A correspondent of The Economist wrote an article in 2010, entitled ”The Disposable Academic: Why doing a PhD is often a waste of time”. I myself came across it recently when it was republished a couple of months ago at Medium and garnered renewed interest in social media and discussions with friends. Perhaps you should read it, in case you haven’t done so before. It is thought-provoking and raises questions about the role of a PhD in society, lack of employment opportunities in the academic domain, the difficulty that PhDs face in crossing over to the industry, and the lack of a significant salary premium over a lower degree. As a PhD myself, the cynical tone of the article did not sit well with me. Naturally, I am tempted to respond.
It was Oscar Wilde who defined a cynic as one “who knows the price of everything but the value of nothing”. Taking cue from him, it has also been proposed that a romantic is one “who knows the value of everything but the price of nothing”, a person of fine taste and perhaps much self-importance who trusts his own sense of judgement over and above any monetary valuation.
An academic, if I may take the liberty, is one who is some where between a cynic and a romantic, as skeptical in her rigour to analyse and test, as she is open-minded in proposing a new idea. While academics are certainly not immune to existential questions about their tribe, I doubt if many academics worry too much about being “disposable”, in the manner argued by the Economist correspondent.
Sure, it must be acknowledged that academics or those with a PhD degree constitute a minority in the working population. In fact, for every PhD awarded, about 10 Masters and 25 Bachelors degrees are awarded each year in the US. Being part of a minority brings with it the associated problems. If so few are PhDs, then it can be understandably difficult for the majority to understand what a PhD is and what kind of skills and values they bring to the table. This perhaps reflects in employment opportunities for PhDs being relatively specialised and therefore scarce. Again, the data on earnings seems to suggest that in proportion to the extra time spent for getting a higher degree, a Masters degree may be more worthwhile than a PhD.

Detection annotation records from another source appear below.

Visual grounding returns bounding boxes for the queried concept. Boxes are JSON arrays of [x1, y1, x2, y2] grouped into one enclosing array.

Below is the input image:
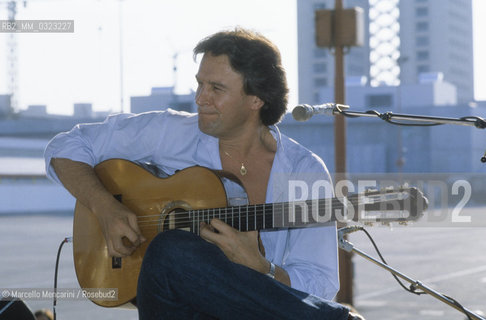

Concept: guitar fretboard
[[185, 199, 346, 234]]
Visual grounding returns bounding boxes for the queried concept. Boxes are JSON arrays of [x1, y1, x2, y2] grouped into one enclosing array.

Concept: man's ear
[[251, 96, 265, 110]]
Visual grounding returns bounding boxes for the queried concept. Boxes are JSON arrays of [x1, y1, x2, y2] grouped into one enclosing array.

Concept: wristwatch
[[266, 262, 275, 279]]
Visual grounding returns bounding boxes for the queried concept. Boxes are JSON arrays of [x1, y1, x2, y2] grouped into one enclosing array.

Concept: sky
[[0, 0, 486, 114]]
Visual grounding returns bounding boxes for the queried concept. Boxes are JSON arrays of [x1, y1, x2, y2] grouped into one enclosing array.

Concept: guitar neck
[[184, 198, 345, 234]]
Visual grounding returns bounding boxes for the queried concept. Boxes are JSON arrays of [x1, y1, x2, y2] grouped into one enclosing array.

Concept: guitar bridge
[[111, 257, 121, 269]]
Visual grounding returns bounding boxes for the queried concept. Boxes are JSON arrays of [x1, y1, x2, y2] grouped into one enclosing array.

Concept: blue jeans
[[137, 230, 348, 320]]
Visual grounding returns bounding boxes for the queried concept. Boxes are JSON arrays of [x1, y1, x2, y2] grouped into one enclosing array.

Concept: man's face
[[196, 53, 263, 138]]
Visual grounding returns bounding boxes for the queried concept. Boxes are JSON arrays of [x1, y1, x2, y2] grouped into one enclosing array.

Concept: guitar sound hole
[[163, 208, 192, 231]]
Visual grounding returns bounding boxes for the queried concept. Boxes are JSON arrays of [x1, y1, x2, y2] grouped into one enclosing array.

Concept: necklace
[[223, 151, 248, 176]]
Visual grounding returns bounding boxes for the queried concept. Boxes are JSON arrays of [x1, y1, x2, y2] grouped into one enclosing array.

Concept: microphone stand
[[338, 228, 486, 320], [326, 103, 486, 163], [326, 104, 486, 129]]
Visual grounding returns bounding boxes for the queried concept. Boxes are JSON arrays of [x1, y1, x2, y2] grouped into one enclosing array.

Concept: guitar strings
[[137, 197, 382, 227]]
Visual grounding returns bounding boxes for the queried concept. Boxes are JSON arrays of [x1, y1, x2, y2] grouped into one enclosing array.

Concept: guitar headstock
[[350, 187, 428, 224]]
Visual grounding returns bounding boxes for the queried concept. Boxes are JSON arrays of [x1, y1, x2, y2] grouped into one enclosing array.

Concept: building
[[297, 0, 474, 104], [130, 87, 197, 113]]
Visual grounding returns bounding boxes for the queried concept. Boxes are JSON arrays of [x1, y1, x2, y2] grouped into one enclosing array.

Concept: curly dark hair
[[194, 28, 289, 126]]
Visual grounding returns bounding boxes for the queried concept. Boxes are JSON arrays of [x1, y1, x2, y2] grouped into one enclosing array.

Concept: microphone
[[292, 103, 349, 121], [338, 226, 364, 252]]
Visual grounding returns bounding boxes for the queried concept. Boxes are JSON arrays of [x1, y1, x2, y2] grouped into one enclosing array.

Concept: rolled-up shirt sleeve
[[283, 225, 339, 300]]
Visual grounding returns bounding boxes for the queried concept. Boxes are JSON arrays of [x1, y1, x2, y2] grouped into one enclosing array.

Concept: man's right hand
[[50, 158, 145, 257], [94, 200, 146, 257]]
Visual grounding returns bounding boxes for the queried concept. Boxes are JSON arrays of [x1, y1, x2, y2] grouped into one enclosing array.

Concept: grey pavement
[[0, 208, 486, 320]]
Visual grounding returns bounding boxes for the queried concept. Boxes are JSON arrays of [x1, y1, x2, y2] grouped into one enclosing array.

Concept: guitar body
[[73, 159, 427, 307], [73, 159, 242, 307]]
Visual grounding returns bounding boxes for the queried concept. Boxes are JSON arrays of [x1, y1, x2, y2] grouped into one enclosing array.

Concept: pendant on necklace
[[240, 162, 248, 176]]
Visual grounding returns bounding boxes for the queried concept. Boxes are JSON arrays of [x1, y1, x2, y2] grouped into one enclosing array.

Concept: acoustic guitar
[[73, 159, 427, 307]]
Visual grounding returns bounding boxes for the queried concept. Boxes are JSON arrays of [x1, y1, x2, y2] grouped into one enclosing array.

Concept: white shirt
[[45, 109, 339, 300]]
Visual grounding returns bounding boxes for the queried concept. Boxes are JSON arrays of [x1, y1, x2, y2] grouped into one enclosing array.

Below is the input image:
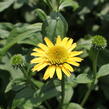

But that is only half the story. Being an academic is not merely a career choice where you earn a PhD and then are restricted to working in a university or a government laboratory, or in the industry, if you successfully cross over. Being an academic is a way of life, a perspective through which you choose to look at the world. Getting a PhD is the most common way to learn to be an academic, but it is possible to cultivate the academic mindset without one.
Here is a list of values which I think constitute an academic mindset:
It is almost a job requirement for an academic to be an auto-didact. Pardon the grandiose term, but it has been argued that most learning is self-directed, and a teacher merely plays the role of a shepherd who suggests possible directions to study further. An academic earns her PhD in precisely this environment. She is therefore comfortable with space and time, and does not need to be provided constant instructions whenever she encounters a stumbling block or a lot of unstructured free time. She is not daunted by anything whether it is math or code or a vast body of existing knowledge or a vacuum where precious little is known. She can teach herself anything.
An academic is one who can wear different hats as the situation demands, switching from being sympathetic to being a skeptic. The contrast is best understood in how an academic approaches a research paper, the currency of academic endeavour. While reviewing one, an academic has to be a cynic and make every logical attempt possible at rejecting the paper. But while writing one, an academic has to have a certain belief and enthusiasm in her work so that she can articulate her new findings in the best way possible. She can propose as a romantic and dispose as a cynic.
Academics are just like everyone else in wanting a comfortable life with a good standard of living. So naturally they value money and many of them have a pretty literate financial perspective. But the aspirations of an academic are not determined by the number of zeros at the end of their net worth. Rather they are more interested in advancing the frontier of knowledge and technology. Building their wealth is not their primary pursuit, but one which enables them in furthering what society knows and can do. Academics value money, but tend not to be its slave.
What does it mean to be ambitious? Some say that being ambitious means striving for advancement even at the cost of discomfort. But what is the advancement in aid of? I think anyone who is ambitious aspires to a greater ability to influence and impact people around them. Some may feel that a higher position in society or in a company would place them on that pedestal of influence. But academics ultimately believe in the power of ideas. They aspire to influence by virtue of them being right rather than simply being in the right place. They wield power through ideas and not position.
All right, maybe these values are aspirational and difficult to translate into practice, even for the best of academics. Neither is it the exclusive domain of academics to aspire to and practise these values. But when you pursue self-directed research for years in the quest of earning a PhD, while peers may gain wealth and position with perhaps less rigour and learning, I think the academic has already shown plenty of faith in these values.
Yes, the cynics are often right. As with so many things, the PhD degree may well come to be disposable with better methods and standards of education and training taking its place, ones which might even confer a higher incremental salary on its recipients. But the academic mindset is invaluable for society, and it’s not going away any time soon.